Hu Ying, Hu Changjun, Fu Shushen, Fang Mingzhe, Xu Wenwen
Department of Computer and Communication Engineering, University of Science and Technology Beijing, Beijing, China.
PLoS One. 2017 Jan 3;12(1):e0168749. doi: 10.1371/journal.pone.0168749. eCollection 2017.
The popularity of online information generally experiences a rising and falling evolution. This paper considers the "burst", "peak", and "fade" key events together as a representative summary of popularity evolution. We propose a novel prediction task-predicting when popularity undergoes these key events. It is of great importance to know when these three key events occur, because doing so helps recommendation systems, online marketing, and containment of rumors.
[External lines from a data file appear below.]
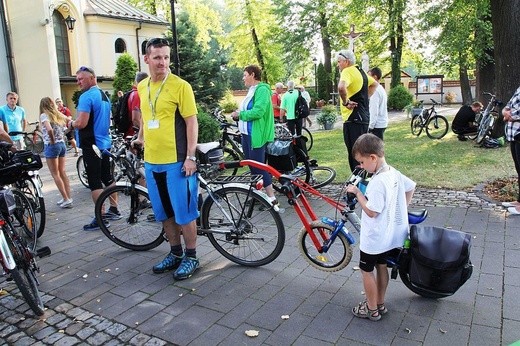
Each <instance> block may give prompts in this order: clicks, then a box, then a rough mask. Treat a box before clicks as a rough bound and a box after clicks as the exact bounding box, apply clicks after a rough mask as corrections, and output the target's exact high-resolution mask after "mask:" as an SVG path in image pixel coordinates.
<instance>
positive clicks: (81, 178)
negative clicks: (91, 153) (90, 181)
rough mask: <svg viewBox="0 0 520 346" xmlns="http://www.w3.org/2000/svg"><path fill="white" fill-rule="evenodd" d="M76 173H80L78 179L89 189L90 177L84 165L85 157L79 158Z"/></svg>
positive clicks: (81, 156)
mask: <svg viewBox="0 0 520 346" xmlns="http://www.w3.org/2000/svg"><path fill="white" fill-rule="evenodd" d="M76 172H77V173H78V178H79V181H80V182H81V184H82V185H83V186H85V187H88V177H87V171H86V170H85V164H84V163H83V155H80V156H78V159H77V160H76Z"/></svg>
However, it is very challenging to solve this new prediction task due to two issues. First, popularity evolution has high variation and can follow various patterns, so how can we identify "burst", "peak", and "fade" in different patterns of popularity evolution? Second, these events usually occur in a very short time, so how can we accurately yet promptly predict them? In this paper we address these two issues. To handle the first one, we use a simple moving average to smooth variation, and then a universal method is presented for different patterns to identify the key events in popularity evolution. To deal with the second one, we extract different types of features that may have an impact on the key events, and then a correlation analysis is conducted in the feature selection step to remove irrelevant and redundant features. The remaining features are used to train a machine learning model. The feature selection step improves prediction accuracy, and in order to emphasize prediction promptness, we design a new evaluation metric which considers both accuracy and promptness to evaluate our prediction task. Experimental and comparative results show the superiority of our prediction solution.
在线信息的流行度通常会经历一个起伏演变的过程。本文将“爆发”“峰值”和“衰落”这几个关键事件视为流行度演变的一个代表性总结。我们提出了一项新颖的预测任务——预测流行度何时经历这些关键事件。了解这三个关键事件何时发生非常重要,因为这样有助于推荐系统、网络营销以及谣言控制。然而,由于两个问题,解决这项新的预测任务极具挑战性。首先,流行度演变具有高度的变化性,且可以遵循各种模式,那么我们如何在不同的流行度演变模式中识别“爆发”“峰值”和“衰落”呢?其次,这些事件通常在很短的时间内发生,那么我们如何准确且及时地预测它们呢?在本文中,我们解决这两个问题。为处理第一个问题,我们使用简单移动平均来平滑变化,然后针对不同模式提出一种通用方法来识别流行度演变中的关键事件。为处理第二个问题,我们提取可能对关键事件有影响的不同类型特征,然后在特征选择步骤中进行相关性分析以去除不相关和冗余的特征。剩余的特征用于训练机器学习模型。特征选择步骤提高了预测准确性,并且为了强调预测及时性,我们设计了一种新的评估指标来同时考虑准确性和及时性,以评估我们的预测任务。实验和对比结果显示了我们预测解决方案的优越性。